GitLab deploys four distinct but interrelated approaches to build data solutions that help drive insights and business decisions. These approaches are complementary to one another and are focused on delivering results at a level of speed, quality, and reliability required by the business, problem being solved, and question being asked. The approaches are complementary and evolutionary in nature, enabling development in an earlier stage to be leveraged in a later stage if required. Data solutions developed at an early stage can be improved and enhanced to a later stage if there is sufficient business need to do so. All analysis follows the well-established Data Analysis Process.
These four approachs "Explorational', "Ad-Hoc","Business Insights", and "Trusted Data".
Explorational | Ad-hoc | Business Insights | Trusted Data | |
---|---|---|---|---|
When To Use | Prototyping / Flexible Analysis | Directional / Urgent Analysis | Routine / Operational Analysis | Mission Critical Analysis |
Manual adding data | optional | N/A | N/A | N/A |
Creating own data structures | optional | N/A | N/A | N/A |
Visualization using SiSense | optional | optional | required | required |
Built Using the Enterprise Dimensional Model | optional | optional | optional | required |
Registered in the Data Catalog | N/A | optional | required | required |
Follows Trusted Data Development process | N/A | optional | optional | required |
Tested using the Trusted Data Framework | N/A | optional | optional | required |
Auditable w/linkage to source systems | N/A | optional | optional | required |
'Trusted Data' Branded | N/A | N/A | N/A | required |
'Business Insights' Branded | N/A | N/A | required | N/A |
Explorational gives ultimate flexibility to prototype on data solutions. If a new data set needs to be explored and new transformations need to be built in a fast-paced iterative way, the Explorational Data Development can be used. Because of its nature of flexibility, it is not suitable to make mission critical decisions. It's a first step for maturing the data solution.
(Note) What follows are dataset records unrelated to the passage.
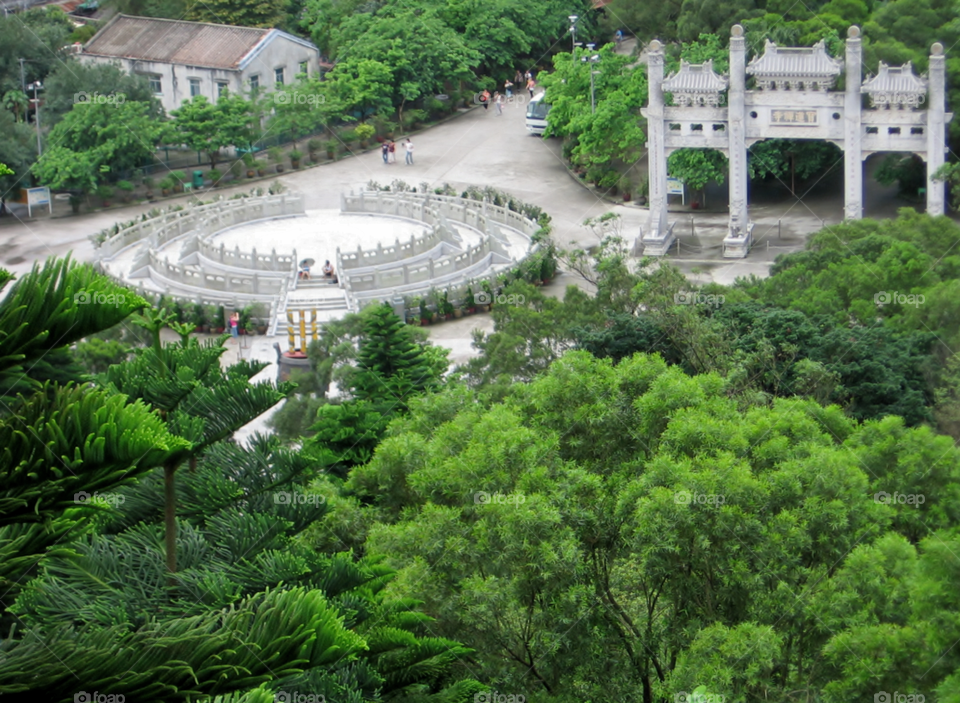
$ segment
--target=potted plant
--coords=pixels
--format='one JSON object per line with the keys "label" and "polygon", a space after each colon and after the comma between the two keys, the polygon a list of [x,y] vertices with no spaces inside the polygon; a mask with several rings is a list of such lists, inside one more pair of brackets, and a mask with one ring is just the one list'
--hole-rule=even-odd
{"label": "potted plant", "polygon": [[226,319],[226,310],[223,309],[222,305],[218,306],[216,316],[210,321],[210,326],[213,328],[214,332],[217,334],[223,334],[223,330],[226,327]]}
{"label": "potted plant", "polygon": [[277,173],[283,173],[283,164],[280,163],[283,160],[283,150],[278,146],[272,146],[267,149],[267,156],[277,165]]}
{"label": "potted plant", "polygon": [[427,307],[427,299],[420,298],[420,324],[429,325],[430,324],[430,309]]}
{"label": "potted plant", "polygon": [[360,148],[366,149],[367,145],[370,143],[370,137],[374,135],[374,132],[376,132],[376,130],[373,128],[372,125],[361,124],[361,125],[357,125],[356,132],[357,132],[357,139],[360,140]]}
{"label": "potted plant", "polygon": [[130,181],[117,181],[117,190],[120,191],[120,197],[123,202],[129,203],[133,193],[133,183]]}
{"label": "potted plant", "polygon": [[347,150],[350,150],[351,145],[357,141],[357,130],[356,129],[345,129],[340,132],[340,139],[347,146]]}
{"label": "potted plant", "polygon": [[201,331],[209,334],[210,330],[216,327],[217,307],[215,305],[204,305],[203,315],[200,322]]}
{"label": "potted plant", "polygon": [[97,188],[97,195],[103,201],[104,207],[110,207],[110,199],[113,197],[113,188],[108,185],[102,185]]}
{"label": "potted plant", "polygon": [[253,154],[250,152],[243,155],[243,165],[247,167],[247,178],[253,178],[257,175],[257,160],[253,158]]}
{"label": "potted plant", "polygon": [[[193,304],[190,321],[193,322],[194,332],[203,332],[203,306],[200,303]],[[209,325],[207,325],[207,329],[210,329]]]}
{"label": "potted plant", "polygon": [[443,292],[443,298],[442,298],[442,300],[441,300],[441,303],[442,303],[441,310],[443,310],[443,317],[444,317],[444,319],[446,319],[446,320],[452,320],[452,319],[454,318],[455,313],[456,313],[456,308],[454,308],[454,307],[453,307],[453,303],[451,303],[451,302],[447,299],[447,291],[444,291],[444,292]]}
{"label": "potted plant", "polygon": [[489,312],[490,307],[493,305],[493,286],[490,285],[490,281],[481,281],[480,287],[484,292],[484,303],[480,306],[480,309],[484,312]]}

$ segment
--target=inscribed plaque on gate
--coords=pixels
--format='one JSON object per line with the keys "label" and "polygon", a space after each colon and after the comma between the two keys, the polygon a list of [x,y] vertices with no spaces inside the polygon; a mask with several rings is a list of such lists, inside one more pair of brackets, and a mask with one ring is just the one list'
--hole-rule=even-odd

Ad-hoc is the typical a step of any analysis effort and results in the delivery of a report or dashboard for one-time or limited use. Ad-hoc development is performed when no existing data solution answers the questions being asked. Code developed for ad-hoc analysis is not written to be leveraged in a long-term solution, rather it is mean to deliver results quickly. To complete ad-hoc analysis, Analysts typically write and run SQL queries versus the Enterprise Data Warehouse, extract data to analyze using tools like Sisense or Python, or perhaps leverage existing dashboards. At times, new data may need to be sourced from text files, spreadsheets, or other data sources.
Most of the time the ad-hoc report solves for the immediate business need and no further action is required. However, sometimes the results of ad-hoc analysis yield results that require additional analysis. And at times, the results of ad-hoc analysis are important enough to warrant developing into a more reliable solution at which point a decision is made to create a Business Insights solution or Trusted Data solution.
Business Insights constitute the majority of solutions where stable and reliable reports are required, but a structured enterprise dimensional model is not available yet. Business Insights solutions serve as the SSOT for their respective metrics and play an important role in the overall reporting landscape.
Business Insights solutions differ from ad-hoc reports because they include quality validations such as data testing, code review, and registration in the Data Catalog. Business Insights solutions may leverage portions of the EDM, but will not be based entirely on it. However, when compared to a Trusted Data Solution, a Business Insights solution lacks complete test coverage and EDM coverage.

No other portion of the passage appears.